In fact, the hard-working members of Australia’s financial advice community have borne the brunt of constant regulatory change for too long. Let’s hope the latest shift signals an easing of the overload. Our firm is doing its bit to help simplify and shave the compliance burden on advisers.
But with higher education standards now a formative part of the advice sector, should we also expect the emergence of ‘EdTech’ as the newest offshoot on the horizon? After all, if RegTech is the new fintech, it would follow that higher education and ongoing training may certainly shape – or at least complement – the face of financial advice technology in Australia.
The trend is not going away.
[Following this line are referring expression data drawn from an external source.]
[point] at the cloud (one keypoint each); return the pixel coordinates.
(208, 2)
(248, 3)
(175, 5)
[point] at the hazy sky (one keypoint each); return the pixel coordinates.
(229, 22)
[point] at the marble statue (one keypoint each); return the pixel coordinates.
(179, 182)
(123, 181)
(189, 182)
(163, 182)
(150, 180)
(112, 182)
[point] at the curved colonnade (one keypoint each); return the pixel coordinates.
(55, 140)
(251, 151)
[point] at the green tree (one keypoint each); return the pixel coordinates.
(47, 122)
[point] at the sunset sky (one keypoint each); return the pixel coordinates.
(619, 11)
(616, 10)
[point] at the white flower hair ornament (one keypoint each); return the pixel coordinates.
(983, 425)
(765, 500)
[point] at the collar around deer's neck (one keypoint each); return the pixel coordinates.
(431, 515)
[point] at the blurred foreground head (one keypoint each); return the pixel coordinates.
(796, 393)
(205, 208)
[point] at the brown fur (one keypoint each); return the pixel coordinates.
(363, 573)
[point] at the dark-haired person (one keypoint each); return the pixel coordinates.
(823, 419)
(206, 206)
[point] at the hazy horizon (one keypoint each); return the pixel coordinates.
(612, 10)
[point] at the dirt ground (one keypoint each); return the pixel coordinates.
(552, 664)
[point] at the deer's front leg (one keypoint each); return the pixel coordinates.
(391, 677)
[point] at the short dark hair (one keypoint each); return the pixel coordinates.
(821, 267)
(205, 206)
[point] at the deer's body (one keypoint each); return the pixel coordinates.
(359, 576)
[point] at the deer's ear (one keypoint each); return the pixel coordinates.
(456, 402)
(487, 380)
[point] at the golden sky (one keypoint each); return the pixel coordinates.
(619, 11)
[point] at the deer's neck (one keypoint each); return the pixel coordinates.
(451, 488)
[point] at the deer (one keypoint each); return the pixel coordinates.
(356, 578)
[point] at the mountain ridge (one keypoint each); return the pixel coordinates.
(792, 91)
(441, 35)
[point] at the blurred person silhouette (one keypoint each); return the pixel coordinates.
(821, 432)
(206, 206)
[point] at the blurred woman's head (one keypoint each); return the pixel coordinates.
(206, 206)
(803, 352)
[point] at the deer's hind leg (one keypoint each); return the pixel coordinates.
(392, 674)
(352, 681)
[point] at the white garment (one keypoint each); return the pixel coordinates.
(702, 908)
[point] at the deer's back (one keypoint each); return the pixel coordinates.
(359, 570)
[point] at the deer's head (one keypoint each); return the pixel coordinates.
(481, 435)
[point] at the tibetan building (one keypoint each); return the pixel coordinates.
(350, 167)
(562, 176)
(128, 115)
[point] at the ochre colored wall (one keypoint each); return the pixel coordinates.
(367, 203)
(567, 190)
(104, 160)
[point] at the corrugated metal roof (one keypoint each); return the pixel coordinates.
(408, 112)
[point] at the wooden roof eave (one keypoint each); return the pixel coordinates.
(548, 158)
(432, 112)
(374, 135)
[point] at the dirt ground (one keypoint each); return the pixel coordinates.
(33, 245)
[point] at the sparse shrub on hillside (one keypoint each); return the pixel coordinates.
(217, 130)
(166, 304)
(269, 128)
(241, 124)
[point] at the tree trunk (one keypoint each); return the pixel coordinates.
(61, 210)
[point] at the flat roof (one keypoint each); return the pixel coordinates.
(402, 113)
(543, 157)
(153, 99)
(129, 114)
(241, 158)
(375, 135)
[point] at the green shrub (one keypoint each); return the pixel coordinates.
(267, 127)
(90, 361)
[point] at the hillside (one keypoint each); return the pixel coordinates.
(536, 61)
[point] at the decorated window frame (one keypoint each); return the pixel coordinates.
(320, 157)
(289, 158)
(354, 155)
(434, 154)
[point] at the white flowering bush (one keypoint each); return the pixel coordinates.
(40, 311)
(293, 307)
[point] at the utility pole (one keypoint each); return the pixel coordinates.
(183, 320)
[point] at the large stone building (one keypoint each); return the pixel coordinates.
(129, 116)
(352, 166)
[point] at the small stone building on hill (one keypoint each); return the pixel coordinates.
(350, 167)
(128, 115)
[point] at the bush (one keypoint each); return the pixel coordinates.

As Kelly O’Dwyer, Minister for Revenue and Financial Services, wrote recently, “Few Australians would know that currently it is possible for someone to hang up their shingle as a qualified financial adviser after only four days of professional training.”
Perhaps even fewer Australians would also know that O’Dwyer had just welcomed new legislation to bump up the minimum four-day adviser training regime to a new, four-year standard.
Under the reforms – due to go live on 1 January 2019 – newly-hatched financial advisers will need to hold a “relevant degree” (usually a minimum three-year process) as well as completing a year of professional supervision before earning their solo wings.
The regulatory net also extends to the current flock of financial planners who must “reach a standard equivalent to a degree” by January 2024.
Among other legislated items, all advisers must pass a to-be-finalised competency exam and comply with an as-yet-unwritten Code of Ethics.
While the official uplift in professional standards might cause concern at the margins, the regulatory-imposed change is more one of pace than direction for the industry.
The financial advisory industry embarked upon the professional pathway some years ago and, to be fair, the financial adviser RG 146, four-day-wonder was always more of a media hook than standard industry practice.
Nonetheless, the recent law championed by Minister O’Dwyer does underscore the fact that the financial advisory industry has hit a new level of maturity with the educational bar now on a level with similar professions such as accountancy or law.
The minister’s release announcing the latest professional standards law also points out that industry associations and “other independent third-party monitoring bodies” will police adviser compliance with the imminent Code of Ethics.
“This will ensure that financial advisers are held to a high standard of ethics, with non-compliant advisers subject to disciplinary action and sanctions by the monitoring bodies,” the minister’s statement says.
In the face of such a relentless regulatory offensive, financial advisory firms will inevitably seek technological solutions to ease the compliance burden.
Fortunately, today’s technology affords advisers more scope than ever to seamlessly adapt their businesses to new regulations rather than patch over historical compliance gaps.
Constant re-regulation has been the norm for this industry, dating back to the Financial Services Reform process through to the 2012 Future of Financial Advice regime and beyond.
However, the historical experience of financial planners in Australia is proof that adjusting to new compliance regimes – no matter how much practice you’ve had – is never easy.
Whether the latest batch of regulations marks the end of the regulatory journey for the financial advisory industry is impossible to say.
Perhaps being agile is the new norm?
This was the answer advocated by global consultancy firm Deloitte late in 2016, which said the defining feature of the new breed of regulatory technology (or RegTech) is – that word again - “agility”.
“Whilst traditional solutions are robust and designed to deliver on your specified and ‘locked down’ requirements, they can be inflexible and require development or configuration in a proprietary language for enhancements or changes,” the Deloitte report said.
“… RegTech has a very bright future, with a huge amount of opportunity for those developing this type of technology to automate and enable the world of regulatory assessment and control management, bringing clarity and control to an area of the business that is so incredibly important, but so often cumbersome and time-consuming...”
Based on current projections, financial advisers have more than four days but less than four years to be RegTech ready for the new regime. Whether we see some form or supporting ‘educational tech’ emerge remains to be seen.